Sun Belt Supply Overhang
The report highlights the Sun Belt as ground zero for the supply overhang. Since 2023, inventory has expanded by 32% in Austin, 27% in Charlotte, 24% in Nashville and 23% in Phoenix. Those growth rates are extraordinary over a short time frame and help explain the softness in rents in some of the country's fastest-growing metros.
Even where leasing activity remains relatively strong, the volume of new product has forced owners to lean on concessions and slower rent increases to fill buildings. For operators that underwrote aggressive rent growth during the boom years, the gap between pro forma and reality is now playing out in cash flows and refinance risk.

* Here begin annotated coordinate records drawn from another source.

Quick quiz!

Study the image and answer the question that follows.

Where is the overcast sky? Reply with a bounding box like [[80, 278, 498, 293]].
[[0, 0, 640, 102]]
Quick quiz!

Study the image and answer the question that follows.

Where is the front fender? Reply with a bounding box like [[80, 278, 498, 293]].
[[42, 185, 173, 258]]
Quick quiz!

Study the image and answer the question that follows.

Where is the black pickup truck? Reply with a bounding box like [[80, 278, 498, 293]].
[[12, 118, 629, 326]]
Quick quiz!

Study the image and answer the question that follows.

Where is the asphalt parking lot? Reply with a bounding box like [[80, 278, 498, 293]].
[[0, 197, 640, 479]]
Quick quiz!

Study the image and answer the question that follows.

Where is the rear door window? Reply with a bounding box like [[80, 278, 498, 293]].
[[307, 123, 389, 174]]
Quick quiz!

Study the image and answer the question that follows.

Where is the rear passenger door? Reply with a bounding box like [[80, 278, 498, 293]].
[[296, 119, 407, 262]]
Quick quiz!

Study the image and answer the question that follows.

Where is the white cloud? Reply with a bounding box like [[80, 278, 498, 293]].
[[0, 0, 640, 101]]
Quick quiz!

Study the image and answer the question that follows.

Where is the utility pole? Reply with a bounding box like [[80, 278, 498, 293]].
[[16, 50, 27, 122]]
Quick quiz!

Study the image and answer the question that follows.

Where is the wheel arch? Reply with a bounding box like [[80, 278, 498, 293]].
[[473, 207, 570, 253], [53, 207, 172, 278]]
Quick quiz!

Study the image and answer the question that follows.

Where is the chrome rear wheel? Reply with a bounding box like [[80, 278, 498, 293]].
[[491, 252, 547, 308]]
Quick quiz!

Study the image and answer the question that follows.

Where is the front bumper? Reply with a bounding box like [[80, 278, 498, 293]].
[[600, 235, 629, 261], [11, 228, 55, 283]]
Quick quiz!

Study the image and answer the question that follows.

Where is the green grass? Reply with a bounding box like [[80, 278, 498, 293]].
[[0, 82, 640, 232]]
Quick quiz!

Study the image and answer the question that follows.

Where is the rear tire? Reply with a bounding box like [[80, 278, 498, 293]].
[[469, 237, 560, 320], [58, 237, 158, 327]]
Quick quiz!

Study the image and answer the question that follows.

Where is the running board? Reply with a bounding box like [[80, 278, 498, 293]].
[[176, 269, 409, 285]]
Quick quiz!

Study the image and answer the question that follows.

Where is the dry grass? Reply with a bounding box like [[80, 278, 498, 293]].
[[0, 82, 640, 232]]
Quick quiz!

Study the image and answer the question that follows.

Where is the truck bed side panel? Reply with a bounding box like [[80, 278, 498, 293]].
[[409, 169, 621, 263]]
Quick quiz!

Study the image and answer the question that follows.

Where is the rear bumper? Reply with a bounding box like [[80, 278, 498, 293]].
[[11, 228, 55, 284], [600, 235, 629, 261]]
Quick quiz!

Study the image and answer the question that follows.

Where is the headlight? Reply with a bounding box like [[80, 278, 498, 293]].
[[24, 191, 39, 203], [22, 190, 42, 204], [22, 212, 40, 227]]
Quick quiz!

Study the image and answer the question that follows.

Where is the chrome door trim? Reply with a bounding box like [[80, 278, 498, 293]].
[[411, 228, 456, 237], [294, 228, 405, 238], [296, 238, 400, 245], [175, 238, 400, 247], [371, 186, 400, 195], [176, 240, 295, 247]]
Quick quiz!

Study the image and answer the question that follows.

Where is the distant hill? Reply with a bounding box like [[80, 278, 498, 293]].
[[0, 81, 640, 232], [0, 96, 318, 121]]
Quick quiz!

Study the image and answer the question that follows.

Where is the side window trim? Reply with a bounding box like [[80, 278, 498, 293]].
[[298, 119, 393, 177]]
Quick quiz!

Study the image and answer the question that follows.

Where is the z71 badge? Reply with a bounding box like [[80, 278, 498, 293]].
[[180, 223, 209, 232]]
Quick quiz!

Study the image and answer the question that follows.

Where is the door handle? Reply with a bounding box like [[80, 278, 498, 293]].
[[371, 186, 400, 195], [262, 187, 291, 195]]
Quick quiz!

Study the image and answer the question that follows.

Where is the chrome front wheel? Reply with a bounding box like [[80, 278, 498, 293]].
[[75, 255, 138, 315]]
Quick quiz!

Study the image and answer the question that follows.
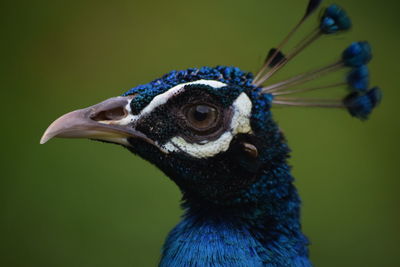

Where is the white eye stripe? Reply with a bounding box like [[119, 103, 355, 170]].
[[161, 93, 252, 158], [120, 80, 227, 125], [114, 80, 227, 126]]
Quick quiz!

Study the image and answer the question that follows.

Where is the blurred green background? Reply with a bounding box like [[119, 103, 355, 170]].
[[0, 0, 400, 267]]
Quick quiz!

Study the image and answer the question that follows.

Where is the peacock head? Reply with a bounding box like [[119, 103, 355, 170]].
[[41, 1, 381, 204]]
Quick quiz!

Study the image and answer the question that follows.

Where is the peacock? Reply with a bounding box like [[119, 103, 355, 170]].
[[40, 0, 382, 267]]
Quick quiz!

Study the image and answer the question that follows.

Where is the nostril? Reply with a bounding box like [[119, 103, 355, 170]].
[[91, 107, 127, 121]]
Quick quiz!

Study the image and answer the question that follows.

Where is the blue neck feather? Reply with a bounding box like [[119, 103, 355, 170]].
[[160, 164, 311, 266]]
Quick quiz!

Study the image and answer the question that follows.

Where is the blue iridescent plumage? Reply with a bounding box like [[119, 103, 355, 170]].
[[41, 0, 382, 267], [320, 5, 351, 34]]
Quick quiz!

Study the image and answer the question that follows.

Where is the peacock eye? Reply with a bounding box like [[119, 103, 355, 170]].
[[185, 104, 218, 131]]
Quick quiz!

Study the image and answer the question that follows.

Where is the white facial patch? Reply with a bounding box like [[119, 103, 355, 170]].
[[115, 80, 226, 125], [161, 93, 252, 158]]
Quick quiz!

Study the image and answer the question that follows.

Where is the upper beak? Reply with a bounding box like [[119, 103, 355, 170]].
[[40, 96, 153, 145]]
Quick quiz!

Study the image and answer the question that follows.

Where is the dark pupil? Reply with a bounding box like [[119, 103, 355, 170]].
[[193, 105, 211, 121]]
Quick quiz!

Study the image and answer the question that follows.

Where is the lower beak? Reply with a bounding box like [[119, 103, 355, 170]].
[[40, 96, 153, 145]]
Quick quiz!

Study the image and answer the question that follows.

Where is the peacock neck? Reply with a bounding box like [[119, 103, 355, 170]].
[[160, 165, 311, 266]]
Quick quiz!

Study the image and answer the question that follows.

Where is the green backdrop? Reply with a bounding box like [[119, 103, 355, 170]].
[[0, 0, 400, 267]]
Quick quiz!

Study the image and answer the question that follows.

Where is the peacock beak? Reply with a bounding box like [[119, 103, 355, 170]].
[[40, 96, 153, 148]]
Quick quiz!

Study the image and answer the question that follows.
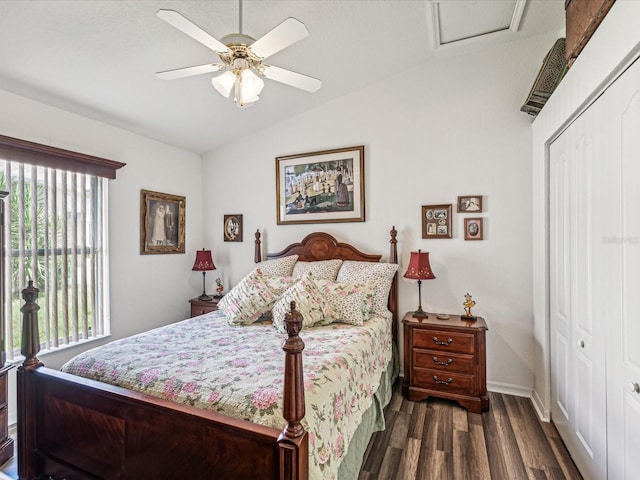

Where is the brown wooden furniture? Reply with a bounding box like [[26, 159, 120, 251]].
[[0, 192, 13, 465], [189, 297, 220, 317], [0, 366, 13, 465], [402, 312, 489, 413], [564, 0, 616, 66], [17, 228, 398, 480]]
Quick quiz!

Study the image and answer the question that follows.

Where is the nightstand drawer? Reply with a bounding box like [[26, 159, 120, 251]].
[[413, 348, 476, 374], [413, 328, 475, 354], [412, 368, 475, 395]]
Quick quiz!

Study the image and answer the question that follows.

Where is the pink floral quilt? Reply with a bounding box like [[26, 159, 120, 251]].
[[62, 312, 392, 480]]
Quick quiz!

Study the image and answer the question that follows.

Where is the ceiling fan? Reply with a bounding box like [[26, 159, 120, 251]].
[[156, 0, 322, 107]]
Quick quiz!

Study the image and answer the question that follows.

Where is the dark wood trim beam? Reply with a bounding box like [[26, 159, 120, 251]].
[[0, 135, 126, 179]]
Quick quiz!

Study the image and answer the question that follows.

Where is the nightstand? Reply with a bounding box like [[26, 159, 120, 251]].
[[189, 297, 222, 317], [402, 312, 489, 413]]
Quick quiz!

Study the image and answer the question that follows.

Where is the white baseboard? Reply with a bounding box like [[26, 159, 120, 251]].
[[487, 382, 532, 398]]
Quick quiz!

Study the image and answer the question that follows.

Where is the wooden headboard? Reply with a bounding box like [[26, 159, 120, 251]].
[[254, 227, 398, 340]]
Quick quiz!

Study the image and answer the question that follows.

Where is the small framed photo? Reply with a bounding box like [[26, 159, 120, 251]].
[[458, 195, 482, 213], [140, 190, 187, 255], [464, 218, 484, 240], [422, 203, 452, 238], [224, 215, 242, 242]]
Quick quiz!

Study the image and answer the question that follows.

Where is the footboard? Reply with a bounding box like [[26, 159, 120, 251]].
[[18, 282, 308, 480]]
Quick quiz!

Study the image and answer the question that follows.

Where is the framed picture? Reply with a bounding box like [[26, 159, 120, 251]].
[[464, 218, 484, 240], [140, 190, 187, 255], [458, 195, 482, 213], [224, 215, 242, 242], [422, 203, 451, 238], [276, 146, 364, 225]]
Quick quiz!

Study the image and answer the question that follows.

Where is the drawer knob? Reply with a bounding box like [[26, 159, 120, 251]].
[[433, 357, 453, 367], [433, 375, 453, 385]]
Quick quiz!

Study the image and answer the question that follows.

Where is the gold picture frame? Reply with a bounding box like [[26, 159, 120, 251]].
[[140, 190, 187, 255], [276, 145, 365, 225], [223, 215, 242, 242], [422, 203, 452, 238], [464, 217, 484, 240]]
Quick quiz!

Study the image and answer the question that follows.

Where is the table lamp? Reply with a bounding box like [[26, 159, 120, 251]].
[[404, 250, 436, 318], [191, 248, 216, 302]]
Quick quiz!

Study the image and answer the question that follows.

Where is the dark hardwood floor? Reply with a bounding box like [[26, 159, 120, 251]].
[[0, 385, 582, 480], [359, 385, 582, 480]]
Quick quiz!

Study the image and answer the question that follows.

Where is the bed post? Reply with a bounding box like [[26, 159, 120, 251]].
[[17, 280, 42, 480], [253, 229, 262, 263], [278, 302, 309, 480], [389, 225, 398, 345]]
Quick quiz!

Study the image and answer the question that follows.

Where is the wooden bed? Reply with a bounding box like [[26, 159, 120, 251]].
[[17, 228, 398, 480]]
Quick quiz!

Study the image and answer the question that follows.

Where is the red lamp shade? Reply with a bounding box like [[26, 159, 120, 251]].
[[404, 250, 436, 319], [404, 250, 436, 280], [191, 248, 216, 272], [191, 248, 216, 302]]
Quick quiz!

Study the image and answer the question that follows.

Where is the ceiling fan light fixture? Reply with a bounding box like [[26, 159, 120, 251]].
[[234, 68, 264, 107], [211, 71, 236, 98]]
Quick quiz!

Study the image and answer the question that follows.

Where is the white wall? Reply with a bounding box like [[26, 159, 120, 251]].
[[203, 31, 555, 395], [0, 90, 202, 420]]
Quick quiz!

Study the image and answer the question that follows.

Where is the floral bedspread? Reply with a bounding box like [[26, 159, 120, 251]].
[[62, 311, 392, 479]]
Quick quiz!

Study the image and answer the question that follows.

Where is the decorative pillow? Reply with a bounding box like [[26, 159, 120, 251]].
[[218, 270, 278, 325], [254, 255, 298, 277], [293, 259, 342, 280], [337, 260, 398, 316], [272, 274, 337, 333], [264, 275, 297, 296], [314, 278, 373, 325]]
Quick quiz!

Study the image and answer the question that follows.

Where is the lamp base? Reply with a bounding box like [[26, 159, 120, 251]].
[[413, 308, 429, 318]]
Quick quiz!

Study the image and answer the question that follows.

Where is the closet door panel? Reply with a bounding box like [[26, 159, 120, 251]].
[[612, 61, 640, 478]]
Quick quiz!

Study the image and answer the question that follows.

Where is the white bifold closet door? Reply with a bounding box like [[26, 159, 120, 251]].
[[549, 91, 607, 479]]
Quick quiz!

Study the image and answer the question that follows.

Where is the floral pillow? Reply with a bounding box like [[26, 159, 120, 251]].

Construction Wave Nearing Its Crest
If there is a silver lining for long-term investors, it is that the construction pipeline is finally shrinking. Multifamily starts have fallen sharply from recent highs, from more than 700,000 units in 2022 to roughly 460,000 annually in both 2024 and 2025, according to Yardi Matrix. The firm recorded approximately 80,000 multifamily starts in the first quarter of 2026, down 27% year over year and the lowest quarterly total since 2017.
That pullback suggests developers and lenders are already reacting to weaker fundamentals and higher borrowing costs. However, it will take time for fewer starts to translate into tighter conditions, as a large wave of units is still moving through the pipeline.
Deliveries Keep Pressure on Fundamentals
Despite the slowdown in starts, deliveries remain elevated and will continue to pressure fundamentals in the near term. Yardi Matrix expects roughly 488,000 units to be delivered in 2026 and another 454,000 in 2027. Including this year's expected completions, the market faces close to 1.8 million units that must be absorbed before owners can reclaim meaningful pricing power.
For investors, that math argues for patience and disciplined underwriting. The sector's long-term demand drivers remain in place, but the near-term environment calls for more conservative rent assumptions and a careful look at submarket-level supply risk.
Investment Sales Slow Under Rate Pressure
The operating backdrop is also weighing on transaction activity. Through the end of May, Yardi Matrix recorded 26.6 billion dollars in multifamily transactions, a 10.7% decline from the same period a year earlier. According to the report, many would-be sellers remain reluctant to meet current prices, while buyers are still seeking higher yields amid elevated interest rates.
This bid-ask spread is freezing portions of the market and limiting price discovery. For capital that can move, that dislocation may create selective opportunities, but it also means fewer clean comps and greater uncertainty around exit values.